In a recent edition of Purchasing Tips over on Next Level Purchasing, Charles Dominick asked What is Best Value Procurement? In the article, he notes that many people use the term “best value procurement” to describe purchasing decisions where factors other than price are used in determining the supplier and/or product to select for purchase and states that he believes that this is “weighted average supplier/product scarring”, which it is.
In his view, value should be measurable in financial terms and expressed in units of currency. I tend to agree, but there are issues with trying to assign a(n exact) hard dollar revenue increase or cost decrease to an event that has not yet happened.
In his illustrative example of choosing between machine A and machine B to automate a production line and reduce the labour needed to keep it running (in an effort to, hopefully, allow the organization to either redeploy the personnel on higher-value tasks or, if not possible, replace those jobs with jobs that could generate more value for the organization down the road), it seems cut-and-dry. Just compute the value-to-cost ratio (where the value, as defined by the estimated labour savings, is divided by the cost of the new machine, which should include purchase, installation, and additional maintenance costs over the expected lifetime). In this case, one machine will generate a higher value-to-cost ratio and that is the machine you should purchase for the organization.
Assuming, of course, that you are sure the machine will have the indicated lifespan and will be useful to you for that lifespan. For example, what happens if you stop making the product in three years but your value calculations are for five years, the expected lifetime of the machine. The value-to-cost calculations will still rank the machines in relative order (as only the value changes), but the return might not look so enticing. And what about the situation where you can instead lease one of the machines from a third party (instead of buying it) and, because that machine in particular is made to a higher quality standard, get an annual lease that is only 1/10th, and not 1/5th, of the purchase cost? In this situation, a machine that cost twice as much would not only have the same value-to-cost ratio but, if you had to sell the machine you bought after three years, the leased machine would have a higher value-to-cost ratio since you’d likely not get the full undepreciated book value for the machine you bought.

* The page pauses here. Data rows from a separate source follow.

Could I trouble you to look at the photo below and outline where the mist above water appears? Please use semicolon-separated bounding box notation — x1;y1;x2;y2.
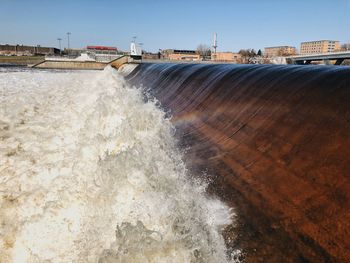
0;68;232;262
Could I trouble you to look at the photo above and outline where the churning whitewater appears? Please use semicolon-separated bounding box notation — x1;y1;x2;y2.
0;68;232;263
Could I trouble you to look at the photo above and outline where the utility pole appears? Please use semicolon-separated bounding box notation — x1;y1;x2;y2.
57;38;62;55
67;32;72;49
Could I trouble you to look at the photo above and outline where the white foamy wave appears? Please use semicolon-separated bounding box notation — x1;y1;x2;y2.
0;68;235;262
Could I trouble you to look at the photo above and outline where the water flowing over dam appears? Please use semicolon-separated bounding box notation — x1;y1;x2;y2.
0;63;350;263
127;64;350;262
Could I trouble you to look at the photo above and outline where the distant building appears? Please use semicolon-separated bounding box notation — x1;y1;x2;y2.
86;46;118;55
300;40;340;55
162;49;200;61
0;45;60;56
211;52;242;63
264;46;297;58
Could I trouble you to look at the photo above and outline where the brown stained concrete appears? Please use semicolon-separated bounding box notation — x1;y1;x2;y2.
130;65;350;262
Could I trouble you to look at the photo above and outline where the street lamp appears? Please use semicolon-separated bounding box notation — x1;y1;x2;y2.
57;38;62;55
67;32;72;49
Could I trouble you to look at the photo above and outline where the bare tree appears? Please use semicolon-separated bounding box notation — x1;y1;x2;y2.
197;44;211;59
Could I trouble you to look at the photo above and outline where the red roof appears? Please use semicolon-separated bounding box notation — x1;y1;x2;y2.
86;46;117;51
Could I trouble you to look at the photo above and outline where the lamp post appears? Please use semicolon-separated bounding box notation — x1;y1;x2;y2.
57;38;62;55
67;32;72;49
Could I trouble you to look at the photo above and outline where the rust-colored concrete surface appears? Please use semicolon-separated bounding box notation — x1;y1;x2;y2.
128;64;350;262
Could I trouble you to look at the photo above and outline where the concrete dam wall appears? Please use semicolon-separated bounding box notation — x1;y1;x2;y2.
127;64;350;262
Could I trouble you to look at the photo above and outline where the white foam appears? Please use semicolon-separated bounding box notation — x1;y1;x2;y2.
0;68;232;263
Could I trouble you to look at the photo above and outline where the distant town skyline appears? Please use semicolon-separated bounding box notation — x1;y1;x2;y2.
0;0;350;52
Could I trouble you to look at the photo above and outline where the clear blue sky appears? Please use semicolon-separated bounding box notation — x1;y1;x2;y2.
0;0;350;51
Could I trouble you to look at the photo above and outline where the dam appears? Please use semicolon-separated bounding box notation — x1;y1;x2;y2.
127;64;350;262
0;63;350;263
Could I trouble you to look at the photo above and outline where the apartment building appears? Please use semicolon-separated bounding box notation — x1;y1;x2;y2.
264;46;297;58
300;40;340;55
211;52;242;63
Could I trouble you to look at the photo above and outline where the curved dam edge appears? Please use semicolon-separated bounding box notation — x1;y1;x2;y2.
127;64;350;262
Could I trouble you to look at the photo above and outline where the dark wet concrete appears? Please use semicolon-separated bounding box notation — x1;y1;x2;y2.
129;64;350;262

And this is just a “best value” calculation on a simple piece of machinery. Consider the difficulty when trying to compute a “best value” on a technology platform purchase, where such platform is intended to improve your sourcing, procurement, supplier relationship management, or similar supply management process. It’s not just up-front cost. It’s implementation. It’s maintenance. It’s operational manpower savings on tactical tasks. It’s efficiency improvements (which have a value in terms of more events or throughput, which translates into generated value) and it’s additional cost reductions identified through the platform (which can be estimated based on benchmarks, but not predicted). How do you do that “best value” calculation? What number do you use? Do you compute a range and use the middle? Do you identify all platforms with a minimum acceptable value-to-cost ratio in terms of guaranteed hard-dollar savings and then select the best-value using the platform with the maximum value-to-cost potential?
There are no easy answers and costs alone don’t always tell the whole story.